Data Wrangling Report for WeRateDogs Twitter Archive¶

Introduction¶

This report describes the data wrangling steps performed in the preparation of the WeRateDogs (wrd) Twitter Archive dataset for analysis.

Gathering Data¶

3 different datasets were used for this project

  • a dataset containing the WeRateDogs Twitter archive was provided by Udacity for manual download
  • a dataset containing image predictions for each tweet (dog or not) was downloaded programmatically using the Requests library
  • a dataset containing tweet data in JSON format (including tweet ID, creation timestamps, retweet/favorite counts, full tweet text, etc) was gathered by querying the Twitter API for each tweet's JSON data using Python's Tweepy library

Assessing Data¶

The following issues were identified by assessing the data both visually and programmatically:

Quality issues

  1. erroneous data types (for timestamp, source, retweeted_status_timestamp columns) in wrd archive

  2. erroneous data types (for created_at, source, lang columns) in tweet data

  3. some dogs have values for multiple stages

  4. some dogs have no names

  5. p1, p2, and p3 contain names with inconsistent casing and separators (mixes uppercase and lowercase, mixes hyphens and underscores, and has some other non-letter characters like quotes)
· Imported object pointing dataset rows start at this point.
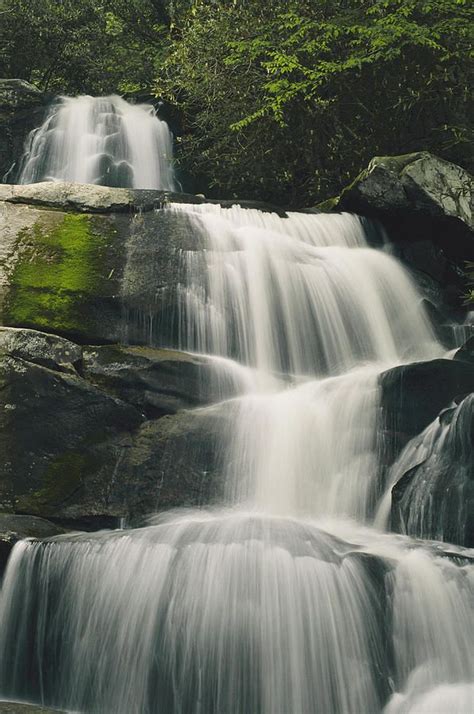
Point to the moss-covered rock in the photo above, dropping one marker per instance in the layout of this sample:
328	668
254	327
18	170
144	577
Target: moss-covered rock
93	277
  6. some rows are predicted to not be dogs at all even though they do contain dogs (saw "banana", and "china_cabinet", to name a few)
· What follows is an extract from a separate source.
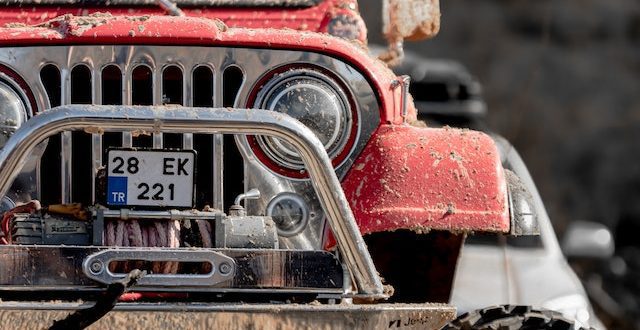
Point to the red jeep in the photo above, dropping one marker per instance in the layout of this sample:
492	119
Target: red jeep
226	163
  7. some fields in tweet data are completely empty (geo, coordinates, contributors)

  8. duplicated urls in the expanded_urls column of the wrd archive

  9. dog names a and the are not real names

  10. some tweets are retweets

  11. inconsistent denominators for ratings

Tidiness issues

  1. all the 3 dataframes are part of the same observational unit (tweet info)
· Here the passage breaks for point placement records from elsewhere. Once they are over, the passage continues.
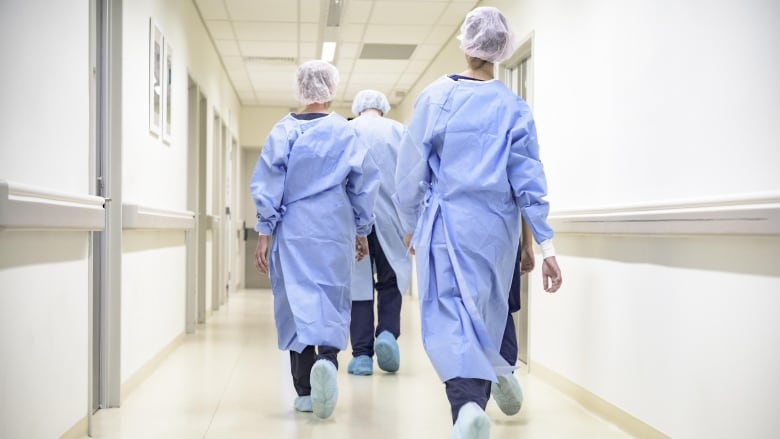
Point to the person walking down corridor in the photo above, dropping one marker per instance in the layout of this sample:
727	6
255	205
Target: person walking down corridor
314	188
468	167
393	266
  2. wrd archive has 4 columns for the same "dog stage" observation (doggo, floofer, pupper, puppo)

  3. tweet data has columns that contain duplicated info (all column names that end with _str are just string versions of the same info in the column lacking the suffix)

  4. display_text_range in tweet data contains 2 sets of info

Cleaning Data¶

Cleaning was performed using the "Define, Code, Test" steps whereby the necessary cleaning steps are defined to the appropriate level of detail, followed by writing the code to implement the defined steps, and then writing more code to test the final outcome and confirm that the data has been cleaned correctly. The following cleaning steps were performed to address the identified quality and tidiness issues:

Cleaning Quality Issues¶

  • erroneous data types were fixed by converting to the appropriate data type. For the source columns, the contents of the HTML tags were extracted first and used as the categories.
  • for rows having values for multiple dog stages, the oldest dog stage was selected and the other values were replaced with None (python's null value).
  • missing values (and some obviously incorrect dog names) were replaced with None (python's null value)
  • empty columns were removed.
  • predicted names were cleaned by replacing all non-letter characters with underscores.
  • rows predicted to not be dogs were removed
    • this had some imprecision because some of those rows actually contained dogs, but the analyst decided it would be better to be sure that the non-dog rows were removed
  • duplicated urls were removed
  • tweets that were retweets and replies were removed
  • ratings were normalized by dividing the numerator by the denominator and then multiplying by 10

Cleaning Tidiness Issues¶

  • the 3 dataframes were merged into a single dataframe using the tweet_id column as the key
  • the 4 columns for the same "dog stage" observation in the wrd archive were combined into a single column named dog_stage where the values are the dog stage names or None (python's null value) if no dog stage value was available for that row.
  • all columns that end with _str were removed.
  • the contents of the display_text_range column were split into display_text_start and display_text_end columns.

Storing Data¶

The final cleaned dataframe was stored in a CSV file named twitter_archive_master.csv.